Leemos en comunidad el evangelio según san Juan 20, 19-31: “Al anochecer de aquel día, el primero de la semana, estaban los discípulos en una casa, con las puertas cerradas por miedo a los judíos. Y en esto entró Jesús, se puso en medio y les dijo: “Paz a ustedes”.

Y, diciendo esto, les enseñó las manos y el costado. Y los discípulos se llenaron de alegría al ver al Señor. Jesús repitió: “Paz a ustedes. Como el Padre me ha enviado, así también yo los envío”.

Y, dicho esto, sopló sobre ellos y les dijo: “Reciban el Espíritu Santo; a quienes les perdonen los pecados, les quedan perdonados; a quienes se los retengan, les quedan retenidos”.

Tomás, uno de los Doce, llamado el Mellizo, no estaba con ellos cuando vino Jesús. Y los otros discípulos le decían: “Hemos visto al Señor”.

Pero él les contestó: “Si no veo en sus manos la señal de los clavos, si no meto el dedo en el agujero de los clavos y no meto la mano en su costado, no lo creo”.

A los ocho días, estaban otra vez dentro los discípulos y Tomás con ellos. Llegó Jesús, estando cerradas las puertas, se puso en medio y dijo: “Paz a ustedes”.

Luego dijo a Tomás: “Trae tu dedo, aquí tienes mis manos; trae tu mano y métela en mi costado; y no seas incrédulo, sino creyente”.

Contestó Tomás: “Señor mío y Dios mío!”.

Jesús le dijo: “¿Porque me has visto has creído? Bienaventurados los que crean sin ver”.

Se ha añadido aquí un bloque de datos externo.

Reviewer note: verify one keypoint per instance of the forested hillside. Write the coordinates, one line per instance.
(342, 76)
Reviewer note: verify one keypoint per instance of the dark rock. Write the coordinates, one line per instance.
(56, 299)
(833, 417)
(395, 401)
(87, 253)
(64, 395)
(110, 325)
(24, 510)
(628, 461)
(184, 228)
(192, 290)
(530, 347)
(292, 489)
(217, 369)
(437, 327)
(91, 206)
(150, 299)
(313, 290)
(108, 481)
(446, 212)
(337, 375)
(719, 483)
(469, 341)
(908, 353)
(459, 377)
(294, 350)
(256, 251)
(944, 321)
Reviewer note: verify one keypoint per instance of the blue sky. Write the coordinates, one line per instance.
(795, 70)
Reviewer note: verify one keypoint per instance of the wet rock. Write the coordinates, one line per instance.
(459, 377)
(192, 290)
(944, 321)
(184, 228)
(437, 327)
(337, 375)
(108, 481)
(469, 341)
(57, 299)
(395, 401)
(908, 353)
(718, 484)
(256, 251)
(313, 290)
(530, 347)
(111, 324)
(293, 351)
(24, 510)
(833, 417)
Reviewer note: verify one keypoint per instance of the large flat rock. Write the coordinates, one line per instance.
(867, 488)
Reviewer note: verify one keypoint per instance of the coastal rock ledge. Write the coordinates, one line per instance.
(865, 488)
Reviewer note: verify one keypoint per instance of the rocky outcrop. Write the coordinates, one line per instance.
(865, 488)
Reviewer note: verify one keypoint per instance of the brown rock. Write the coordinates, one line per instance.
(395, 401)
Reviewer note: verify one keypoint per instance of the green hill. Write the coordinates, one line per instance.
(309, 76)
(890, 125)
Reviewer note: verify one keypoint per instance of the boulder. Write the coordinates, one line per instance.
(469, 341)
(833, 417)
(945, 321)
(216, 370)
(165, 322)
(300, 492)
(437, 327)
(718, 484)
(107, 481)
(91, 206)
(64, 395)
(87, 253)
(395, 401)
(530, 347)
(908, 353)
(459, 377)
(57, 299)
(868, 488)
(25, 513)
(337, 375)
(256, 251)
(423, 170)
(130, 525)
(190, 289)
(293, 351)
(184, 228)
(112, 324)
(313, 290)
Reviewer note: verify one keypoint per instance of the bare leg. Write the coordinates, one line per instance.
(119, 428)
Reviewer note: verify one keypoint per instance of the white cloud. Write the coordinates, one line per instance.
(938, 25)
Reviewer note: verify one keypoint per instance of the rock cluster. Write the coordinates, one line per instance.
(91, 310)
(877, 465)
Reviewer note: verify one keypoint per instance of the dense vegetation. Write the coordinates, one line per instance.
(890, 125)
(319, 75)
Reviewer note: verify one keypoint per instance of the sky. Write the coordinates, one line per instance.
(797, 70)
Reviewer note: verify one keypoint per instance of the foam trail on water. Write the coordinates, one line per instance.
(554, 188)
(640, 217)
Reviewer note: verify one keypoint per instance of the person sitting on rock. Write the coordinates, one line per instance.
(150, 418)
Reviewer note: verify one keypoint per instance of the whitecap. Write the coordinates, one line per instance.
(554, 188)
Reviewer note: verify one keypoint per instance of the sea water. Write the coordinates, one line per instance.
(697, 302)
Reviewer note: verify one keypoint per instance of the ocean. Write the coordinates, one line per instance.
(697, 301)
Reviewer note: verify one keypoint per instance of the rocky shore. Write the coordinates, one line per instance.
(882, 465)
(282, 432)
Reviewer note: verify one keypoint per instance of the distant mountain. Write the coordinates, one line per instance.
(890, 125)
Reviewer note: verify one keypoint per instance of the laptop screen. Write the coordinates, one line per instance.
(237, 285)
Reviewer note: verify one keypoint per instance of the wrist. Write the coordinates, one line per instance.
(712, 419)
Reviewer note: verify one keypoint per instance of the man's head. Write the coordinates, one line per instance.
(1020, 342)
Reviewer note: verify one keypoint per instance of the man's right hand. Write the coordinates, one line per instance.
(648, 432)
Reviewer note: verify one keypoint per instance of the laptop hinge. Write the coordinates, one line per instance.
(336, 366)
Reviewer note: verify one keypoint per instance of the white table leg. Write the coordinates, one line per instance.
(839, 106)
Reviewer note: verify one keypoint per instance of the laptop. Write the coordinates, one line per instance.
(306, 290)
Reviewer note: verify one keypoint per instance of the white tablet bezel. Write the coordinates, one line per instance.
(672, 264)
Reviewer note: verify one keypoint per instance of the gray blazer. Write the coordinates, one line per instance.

Las apariciones son un encuentro nuevo de Jesús resucitado que entendemos como nuevo modo de presencia de Dios en el mundo. No es una simple vuelta a esta vida, en cuyo final estaría otra vez la muerte. Como sucedió con Lázaro. Jesús es soberano de la Vida que ha entregado por amor.

El “soplo” sobre los discípulos recuerda acciones bíblicas que nos hablan de la nueva creación, de la vida nueva, por medio del Espíritu. Se ha pensado en Gn 2,7 o en Ez 37. El espíritu del Señor Resucitado inicia un mundo nuevo, y con el envío de los discípulos a la misión se inaugura un nuevo Israel que cree en Cristo.

El Israel viejo, al que temen los discípulos, está fuera de donde se reúnen los discípulos. Será el Espíritu del resucitado el que rompa esas barreras y abra esas puertas para la misión. En Juan, “Pentecostés” es una consecuencia inmediata de la resurrección del Señor.

Tomás, uno de los Doce, debe enfrentarse con el misterio de la resurrección de Jesús desde sus seguridades humanas y desde su soledad, porque no estaba con los discípulos en aquel momento. Este es un dato que no es nada secundario a la hora de poder comprender el sentido de lo que se nos quiere poner de manifiesto. La fe, vivida desde el personalismo, está expuesta a mayores dificultades. Desde ahí no hay camino alguno para ver que Dios resucita y salva.

Tomás no se fía de la palabra de sus hermanos; quiere creer desde él mismo, desde sus posibilidades y debilidad. En definitiva, se está exponiendo a un camino arduo. Pero Dios no va a fallar ahora tampoco. Jesucristo, el resucitado, va a “mostrarse”.

Tomás debe comenzar de nuevo: deberá dejar de lado sus pretensiones y abandonarse ante lo evidente. Jesús mismo. Y es ante esa experiencia de una vida distinta cuando Tomás se siente llamado a creer como sus hermanos.

Decir “Señor mío y Dios mío”, es aceptar que la fe deja de ser puro personalismo para ser comunión que se enraíza en la confianza comunitaria, y experimentar así que el Dios de Jesús es un Dios de vida y no de muerte. ¿Creemos en su Palabra?